Competing of interest statement
The authors report no competing interests.
Acknowledgements
We thank the staff of the University of Queensland Biological Resources (UQBR) animal facility and the QBI Advanced Microscopy and Analysis Facility for their expertise and assistance in this project. We thank Rowen Tweedale for critical comments on the manuscript and Alan Ho expert assistance with statistical analyses. We thank Andrew W. Boyd and Richard M. Gronostajski for their advice on this project. The primary human GBM samples and de-identified data used in this project were sourced from the Wesley Medical Research Tissue Bank with appropriate ethics approval.

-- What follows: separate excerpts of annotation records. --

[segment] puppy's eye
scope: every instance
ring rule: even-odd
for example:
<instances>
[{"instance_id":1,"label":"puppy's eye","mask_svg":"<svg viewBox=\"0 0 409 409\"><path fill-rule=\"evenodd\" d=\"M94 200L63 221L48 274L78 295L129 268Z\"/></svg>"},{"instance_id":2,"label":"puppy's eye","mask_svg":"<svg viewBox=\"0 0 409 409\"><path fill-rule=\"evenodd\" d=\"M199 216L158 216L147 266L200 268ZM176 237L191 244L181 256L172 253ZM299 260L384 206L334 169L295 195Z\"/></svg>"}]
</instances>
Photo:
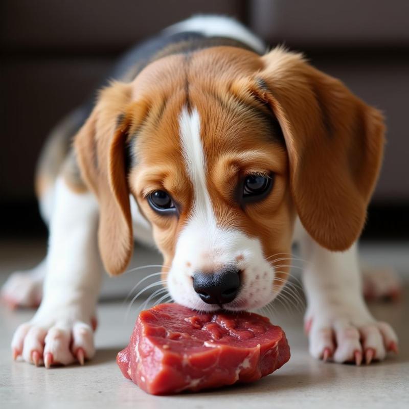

This work was supported by a National Health and Medical Research Council (NHMRC) project grant (GNT1100443 to LJR), Tour de Cure Young Research Grant (to JB), Brain Foundation research gift (to JB) and Ride for Rhonda research gift (to LJR and JB to support CRB). LJR was supported by an NHMRC Principal Research Fellowship (GNT1120615). HA was supported by a University of Malaya research grant (RP049-17HTM). KSC was supported by a University of Queensland (UQ) International Postgraduate Student Scholarship. JWCL was supported by an Australian Government Research Training Program Scholarship and UQ Centennial Scholarship. ZL was supported by a UQ Graduate School Scholarship.